"Kenneth Waegeman" <kenneth.waege...@ugent.be> wrote:
> Currently our file system is down due to down/unrecovered disks. We
> try to start the disks again with mmchdisk, but when we do this, we
> see this error in our mmfs.log:
> ...
> This is a 3-way replicated vdisk, and not one of the recovering disks, but
> this disk is in 'up' state..
First, please open a PMR through your normal support organization, and make it clear in the PMR that the problem is GPFS and GNR (a.k.a. ESS).  Like that, it will be assigned to the correct support group.  Support will request that you upload a snap.
There seems to be a combination of two problems here:
One, a NSD (which is also a GNR vdisk) is down, which is usually caused by an IO error on the vdisk, or by both servers for the recovery group that contains the vdisk being down simultaneously.  Usually, that is easily fixed by running mmchdisk with a start option, but you tried that and it didn't work.  This problem is at the NSD layer (meaning in the GPFS client that accesses the GNR vdisk), not in the GNR layer.
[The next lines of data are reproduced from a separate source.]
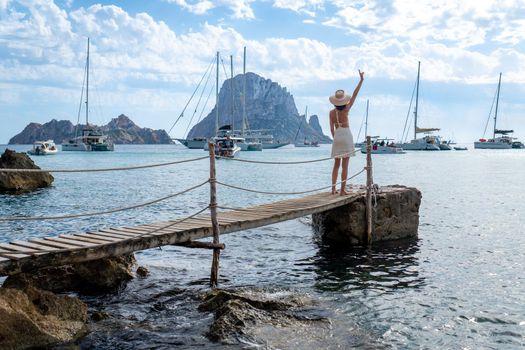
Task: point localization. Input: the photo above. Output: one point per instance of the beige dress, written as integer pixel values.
(343, 145)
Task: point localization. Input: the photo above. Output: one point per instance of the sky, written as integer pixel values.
(147, 58)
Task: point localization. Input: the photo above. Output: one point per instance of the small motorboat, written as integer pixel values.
(43, 148)
(383, 146)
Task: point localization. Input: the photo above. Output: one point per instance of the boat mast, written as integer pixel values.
(87, 86)
(366, 120)
(496, 113)
(243, 91)
(417, 100)
(233, 98)
(217, 97)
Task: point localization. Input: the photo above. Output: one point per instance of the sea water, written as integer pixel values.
(460, 285)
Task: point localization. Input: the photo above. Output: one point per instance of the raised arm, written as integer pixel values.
(332, 126)
(357, 88)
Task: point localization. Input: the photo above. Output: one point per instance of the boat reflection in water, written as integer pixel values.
(390, 266)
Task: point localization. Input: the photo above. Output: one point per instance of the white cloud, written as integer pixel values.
(198, 8)
(308, 7)
(241, 9)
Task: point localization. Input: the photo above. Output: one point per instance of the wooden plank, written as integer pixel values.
(31, 245)
(84, 239)
(95, 236)
(118, 244)
(69, 241)
(121, 232)
(110, 235)
(53, 244)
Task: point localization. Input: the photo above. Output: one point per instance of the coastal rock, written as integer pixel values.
(21, 182)
(121, 130)
(91, 277)
(33, 318)
(395, 216)
(243, 313)
(268, 106)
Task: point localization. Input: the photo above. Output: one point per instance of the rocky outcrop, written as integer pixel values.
(314, 123)
(91, 277)
(21, 181)
(245, 313)
(33, 318)
(56, 130)
(268, 106)
(121, 130)
(395, 216)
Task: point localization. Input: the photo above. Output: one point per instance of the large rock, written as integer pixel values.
(268, 106)
(91, 277)
(121, 130)
(245, 313)
(33, 318)
(21, 181)
(395, 216)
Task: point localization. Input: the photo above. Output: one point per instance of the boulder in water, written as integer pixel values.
(21, 181)
(242, 314)
(90, 277)
(32, 318)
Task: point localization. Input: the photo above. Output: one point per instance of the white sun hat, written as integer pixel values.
(340, 98)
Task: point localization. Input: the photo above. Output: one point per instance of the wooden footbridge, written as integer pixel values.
(26, 256)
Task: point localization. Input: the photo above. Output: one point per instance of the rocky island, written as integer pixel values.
(121, 130)
(269, 106)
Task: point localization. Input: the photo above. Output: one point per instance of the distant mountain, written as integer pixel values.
(121, 130)
(268, 106)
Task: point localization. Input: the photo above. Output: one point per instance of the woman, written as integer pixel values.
(343, 146)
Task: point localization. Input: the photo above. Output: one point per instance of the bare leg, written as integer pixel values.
(335, 171)
(344, 175)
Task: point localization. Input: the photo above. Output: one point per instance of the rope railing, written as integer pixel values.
(289, 193)
(7, 170)
(289, 162)
(30, 251)
(98, 213)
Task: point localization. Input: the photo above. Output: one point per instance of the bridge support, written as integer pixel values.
(214, 276)
(369, 189)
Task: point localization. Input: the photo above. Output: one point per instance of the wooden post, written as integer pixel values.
(369, 184)
(214, 222)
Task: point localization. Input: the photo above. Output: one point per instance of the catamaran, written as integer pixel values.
(379, 145)
(383, 146)
(227, 145)
(504, 141)
(429, 142)
(91, 139)
(43, 148)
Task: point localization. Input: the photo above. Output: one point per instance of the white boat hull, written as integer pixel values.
(42, 153)
(418, 145)
(306, 145)
(76, 147)
(193, 144)
(492, 145)
(274, 145)
(383, 150)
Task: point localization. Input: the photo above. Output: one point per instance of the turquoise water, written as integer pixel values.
(460, 285)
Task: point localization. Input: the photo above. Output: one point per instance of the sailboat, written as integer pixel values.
(226, 143)
(501, 142)
(91, 139)
(379, 145)
(305, 143)
(428, 142)
(250, 143)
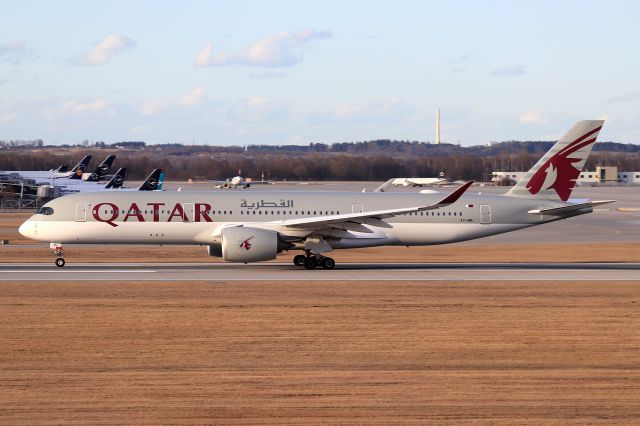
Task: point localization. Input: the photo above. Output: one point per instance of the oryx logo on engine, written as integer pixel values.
(246, 244)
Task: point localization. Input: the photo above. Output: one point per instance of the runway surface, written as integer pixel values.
(344, 272)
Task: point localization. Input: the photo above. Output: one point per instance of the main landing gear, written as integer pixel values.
(311, 261)
(57, 251)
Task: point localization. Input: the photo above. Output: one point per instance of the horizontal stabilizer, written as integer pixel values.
(570, 208)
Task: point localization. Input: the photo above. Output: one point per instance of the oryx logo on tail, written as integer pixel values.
(561, 171)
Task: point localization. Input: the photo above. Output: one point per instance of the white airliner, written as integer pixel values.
(255, 226)
(239, 182)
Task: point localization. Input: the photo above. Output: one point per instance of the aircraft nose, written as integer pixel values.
(27, 229)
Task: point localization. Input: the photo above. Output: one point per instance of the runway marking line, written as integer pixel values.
(70, 271)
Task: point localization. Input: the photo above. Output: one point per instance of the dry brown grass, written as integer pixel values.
(362, 352)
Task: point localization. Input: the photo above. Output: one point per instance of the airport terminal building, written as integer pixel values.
(601, 175)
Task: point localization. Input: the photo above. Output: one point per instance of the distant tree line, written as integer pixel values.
(204, 162)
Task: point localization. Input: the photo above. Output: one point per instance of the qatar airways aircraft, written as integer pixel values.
(254, 226)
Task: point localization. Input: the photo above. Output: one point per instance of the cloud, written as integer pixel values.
(629, 97)
(533, 116)
(7, 118)
(258, 109)
(280, 50)
(104, 51)
(76, 108)
(13, 52)
(459, 63)
(194, 98)
(391, 110)
(509, 71)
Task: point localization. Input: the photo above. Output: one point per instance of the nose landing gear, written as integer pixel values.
(312, 261)
(57, 251)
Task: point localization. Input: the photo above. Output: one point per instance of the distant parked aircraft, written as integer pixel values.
(239, 182)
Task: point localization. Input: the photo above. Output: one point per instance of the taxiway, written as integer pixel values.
(177, 272)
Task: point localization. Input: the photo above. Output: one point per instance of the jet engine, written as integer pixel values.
(240, 244)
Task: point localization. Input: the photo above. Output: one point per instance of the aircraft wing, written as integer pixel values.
(371, 217)
(569, 208)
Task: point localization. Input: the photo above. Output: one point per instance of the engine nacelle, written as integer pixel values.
(240, 244)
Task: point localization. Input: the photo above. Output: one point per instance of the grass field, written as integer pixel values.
(294, 352)
(320, 352)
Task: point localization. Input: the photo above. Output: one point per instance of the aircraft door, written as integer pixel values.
(81, 212)
(190, 211)
(485, 214)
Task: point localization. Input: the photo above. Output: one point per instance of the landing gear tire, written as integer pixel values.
(310, 262)
(327, 263)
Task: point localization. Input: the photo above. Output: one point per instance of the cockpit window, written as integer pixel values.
(48, 211)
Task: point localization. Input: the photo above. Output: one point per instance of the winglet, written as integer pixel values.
(453, 197)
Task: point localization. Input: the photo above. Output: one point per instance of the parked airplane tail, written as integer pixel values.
(80, 168)
(153, 182)
(555, 174)
(102, 170)
(118, 179)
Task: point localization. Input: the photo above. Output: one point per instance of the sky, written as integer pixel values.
(295, 72)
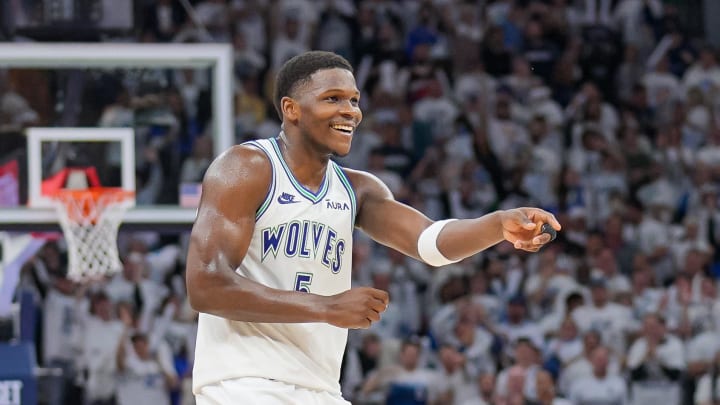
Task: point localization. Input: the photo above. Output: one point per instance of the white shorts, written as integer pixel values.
(261, 391)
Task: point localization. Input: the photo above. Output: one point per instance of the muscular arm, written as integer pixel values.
(399, 226)
(234, 187)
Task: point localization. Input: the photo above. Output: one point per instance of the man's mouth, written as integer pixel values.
(346, 129)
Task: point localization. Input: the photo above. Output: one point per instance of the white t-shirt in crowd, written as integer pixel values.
(62, 326)
(611, 320)
(703, 393)
(592, 390)
(143, 382)
(101, 340)
(657, 388)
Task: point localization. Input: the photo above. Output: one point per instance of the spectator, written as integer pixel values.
(600, 386)
(656, 361)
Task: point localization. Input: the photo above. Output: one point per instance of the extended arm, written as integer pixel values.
(234, 187)
(399, 226)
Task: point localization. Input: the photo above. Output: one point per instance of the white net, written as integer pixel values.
(90, 220)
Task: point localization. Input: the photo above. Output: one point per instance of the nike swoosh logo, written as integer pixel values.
(282, 200)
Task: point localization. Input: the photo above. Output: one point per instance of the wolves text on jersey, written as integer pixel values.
(308, 239)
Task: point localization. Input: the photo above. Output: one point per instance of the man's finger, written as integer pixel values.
(378, 306)
(381, 295)
(528, 245)
(539, 215)
(542, 239)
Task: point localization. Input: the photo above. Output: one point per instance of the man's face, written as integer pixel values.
(329, 110)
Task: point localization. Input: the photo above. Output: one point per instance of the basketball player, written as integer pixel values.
(269, 259)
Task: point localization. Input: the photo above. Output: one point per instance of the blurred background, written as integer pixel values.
(604, 112)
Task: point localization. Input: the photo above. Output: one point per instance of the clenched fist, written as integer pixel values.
(356, 308)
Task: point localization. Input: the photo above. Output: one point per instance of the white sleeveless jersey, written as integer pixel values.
(302, 241)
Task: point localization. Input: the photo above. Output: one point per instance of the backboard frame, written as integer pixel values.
(37, 135)
(218, 57)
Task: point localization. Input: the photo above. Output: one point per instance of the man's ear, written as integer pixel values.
(290, 108)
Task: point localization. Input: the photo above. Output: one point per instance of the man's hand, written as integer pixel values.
(356, 308)
(521, 227)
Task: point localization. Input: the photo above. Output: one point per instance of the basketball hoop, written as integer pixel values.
(90, 219)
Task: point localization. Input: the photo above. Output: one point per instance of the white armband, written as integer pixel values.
(427, 245)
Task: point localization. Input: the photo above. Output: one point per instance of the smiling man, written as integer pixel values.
(270, 254)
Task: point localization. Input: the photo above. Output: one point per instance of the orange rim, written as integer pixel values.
(88, 204)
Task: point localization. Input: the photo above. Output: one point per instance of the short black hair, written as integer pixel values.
(298, 70)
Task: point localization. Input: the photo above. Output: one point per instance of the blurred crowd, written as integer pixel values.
(605, 112)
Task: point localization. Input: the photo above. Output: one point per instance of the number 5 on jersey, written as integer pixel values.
(302, 282)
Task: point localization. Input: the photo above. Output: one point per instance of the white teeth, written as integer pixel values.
(345, 128)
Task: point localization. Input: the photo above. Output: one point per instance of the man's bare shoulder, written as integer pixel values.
(237, 161)
(240, 169)
(367, 185)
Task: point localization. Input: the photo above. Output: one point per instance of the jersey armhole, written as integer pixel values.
(271, 190)
(349, 189)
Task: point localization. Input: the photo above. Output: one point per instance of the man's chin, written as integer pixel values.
(340, 155)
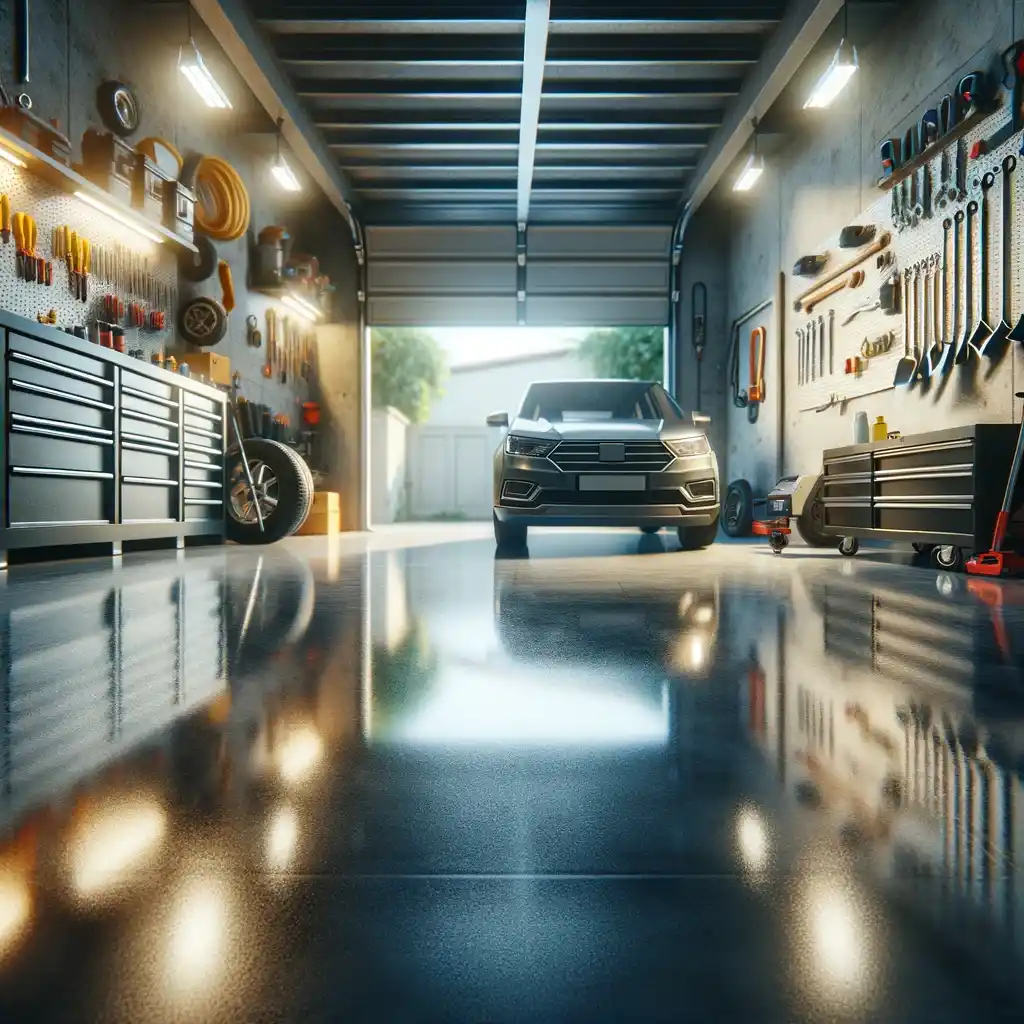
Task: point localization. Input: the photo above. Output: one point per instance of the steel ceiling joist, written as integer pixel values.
(443, 105)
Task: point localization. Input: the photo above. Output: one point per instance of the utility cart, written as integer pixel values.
(938, 492)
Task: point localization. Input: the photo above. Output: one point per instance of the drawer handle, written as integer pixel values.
(84, 474)
(81, 375)
(75, 399)
(39, 421)
(19, 428)
(153, 481)
(133, 414)
(147, 397)
(192, 411)
(132, 446)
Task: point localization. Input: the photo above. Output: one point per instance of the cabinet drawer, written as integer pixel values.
(55, 352)
(924, 456)
(151, 408)
(36, 500)
(150, 385)
(150, 464)
(90, 455)
(59, 410)
(148, 502)
(202, 403)
(922, 517)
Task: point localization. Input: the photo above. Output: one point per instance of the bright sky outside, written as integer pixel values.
(482, 344)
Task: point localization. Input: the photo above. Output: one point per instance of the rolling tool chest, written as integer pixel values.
(942, 487)
(100, 448)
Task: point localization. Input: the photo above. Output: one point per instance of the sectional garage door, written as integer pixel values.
(487, 276)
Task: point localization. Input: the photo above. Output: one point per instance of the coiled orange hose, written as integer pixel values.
(220, 185)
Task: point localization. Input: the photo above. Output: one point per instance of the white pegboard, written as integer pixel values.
(909, 247)
(51, 209)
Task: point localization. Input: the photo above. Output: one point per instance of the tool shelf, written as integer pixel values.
(69, 180)
(103, 449)
(939, 488)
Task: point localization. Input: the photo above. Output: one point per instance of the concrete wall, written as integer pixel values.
(388, 465)
(820, 175)
(472, 392)
(78, 45)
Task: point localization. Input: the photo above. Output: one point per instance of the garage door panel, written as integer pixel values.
(630, 243)
(421, 276)
(596, 310)
(473, 242)
(567, 278)
(421, 310)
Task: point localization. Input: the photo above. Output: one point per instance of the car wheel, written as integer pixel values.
(693, 538)
(282, 489)
(509, 535)
(737, 509)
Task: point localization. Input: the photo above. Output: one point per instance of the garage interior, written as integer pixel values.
(259, 762)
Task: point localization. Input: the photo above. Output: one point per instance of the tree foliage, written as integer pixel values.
(409, 370)
(631, 352)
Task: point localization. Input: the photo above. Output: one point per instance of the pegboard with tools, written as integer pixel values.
(931, 273)
(61, 260)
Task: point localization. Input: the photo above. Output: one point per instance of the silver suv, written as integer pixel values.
(604, 453)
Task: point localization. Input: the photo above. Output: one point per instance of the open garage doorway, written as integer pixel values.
(432, 388)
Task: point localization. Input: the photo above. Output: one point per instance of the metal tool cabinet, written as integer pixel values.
(100, 448)
(942, 487)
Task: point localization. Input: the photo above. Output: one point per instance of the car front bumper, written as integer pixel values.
(558, 502)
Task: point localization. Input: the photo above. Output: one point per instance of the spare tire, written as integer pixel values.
(283, 492)
(737, 509)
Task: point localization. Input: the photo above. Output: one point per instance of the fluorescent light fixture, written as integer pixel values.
(11, 159)
(122, 218)
(753, 170)
(303, 307)
(285, 176)
(194, 68)
(835, 77)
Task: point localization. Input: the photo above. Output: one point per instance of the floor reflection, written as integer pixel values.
(424, 784)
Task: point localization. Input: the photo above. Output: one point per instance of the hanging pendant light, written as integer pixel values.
(835, 78)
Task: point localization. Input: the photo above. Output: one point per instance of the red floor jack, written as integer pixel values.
(998, 562)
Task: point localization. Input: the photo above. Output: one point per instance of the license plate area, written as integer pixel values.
(616, 481)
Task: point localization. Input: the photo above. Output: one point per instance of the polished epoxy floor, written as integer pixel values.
(397, 780)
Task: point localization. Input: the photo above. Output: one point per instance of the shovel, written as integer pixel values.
(981, 331)
(907, 365)
(986, 347)
(923, 332)
(951, 351)
(941, 291)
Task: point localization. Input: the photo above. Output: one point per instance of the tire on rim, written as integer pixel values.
(283, 492)
(694, 538)
(737, 509)
(509, 536)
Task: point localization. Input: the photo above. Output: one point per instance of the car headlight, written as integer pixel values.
(689, 445)
(528, 446)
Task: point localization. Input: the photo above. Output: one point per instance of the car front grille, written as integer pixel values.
(585, 457)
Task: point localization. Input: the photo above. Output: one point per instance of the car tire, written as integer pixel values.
(509, 536)
(284, 480)
(737, 509)
(694, 538)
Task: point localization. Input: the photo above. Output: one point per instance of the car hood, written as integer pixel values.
(624, 430)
Second, another vdisk has an internal error, caused by read error from the physical disks (which is what "uncorrectable read error" means).  Now, give that you say that this vdisk is 3-way replicated, that probably means that there are multiple problems.  This error is purely in the GNR layer, and the error message you quote "smallRead VIO..." comes from the GNR layer.  Now, an error from one vdisk can't prevent mmchdisk on a different vdisk from working, so these two problems seem unrelated.
Furthermore, I'm going to bet that the two problems (which at first seem unrelated) must in reality have a common root cause; it would be too weird a coincidence to get two problems that are unrelated at the same time.  To debug this requires looking at way more information than a single line from the mmfs.log file, which is why the support organization needs a complete PMR opened, and then have the usual snap (with logs, dumps, ...) uploaded, so it can see what the cause of the problem is.
Good luck!
Ralph Becker-Szendy
IBM Almaden Research Center - Computer Science -Storage Systems
650 Harry Road, K56-B3, San Jose, CA 95120